Baton: Explicit Semantic Blueprints for Joint Video-Audio Generation
Abstract Overview
Baton is a joint video-audio generation framework that adds an explicit semantic planning stage before diffusion-based synthesis. The method uses a VA-Planner, built on a multimodal language model with dual semantic alignment towers, to generate semantically aligned video and audio planned tokens that act as keyframe-level blueprints. These planned tokens are injected into a dual-branch diffusion transformer, while a Relative Semantic RoPE mechanism aligns the semantic tokens with diffusion latents despite mismatched spatial-temporal grids.

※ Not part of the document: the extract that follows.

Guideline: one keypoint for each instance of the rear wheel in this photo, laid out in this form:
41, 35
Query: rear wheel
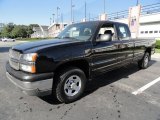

Across benchmark and ablation studies, the paper argues that this explicit planning improves stability, prompt following, and cross-modal synchronization, especially for prompts that require multi-step semantic reasoning.
Novelty
The paper presents Baton as the first joint video-audio generation framework to explicitly disentangle semantic planning from synthesis. Its distinctive components are the VA-Planner for producing modality-aware yet mutually aligned planned tokens and Relative Semantic RoPE for aligning those semantic plans with heterogeneous video and audio diffusion latents.
Results
On Verse-Bench, Baton is reported to achieve performance comparable to strong open-source baselines on simpler prompts, while on the more complex Sem100 benchmark it shows clearer gains. In particular, the paper reports improvements over LTX-2 on Sem100 of 32% in prompt accuracy, 76% in multi-speaker word error rate, and 30% in DeSync, with qualitative results and user studies also indicating more stable and synchronized outputs in complex scenes.
Key Points
- Baton introduces explicit semantic blueprints for joint video-audio generation by planning aligned video and audio tokens before denoising.
- The method combines a multimodal VA-Planner with dual semantic alignment towers and Relative Semantic RoPE to connect planned semantics to diffusion generation.
- Empirical results suggest the approach is especially beneficial for semantically complex prompts involving sequential actions, human-object interactions, and multi-speaker dialogue.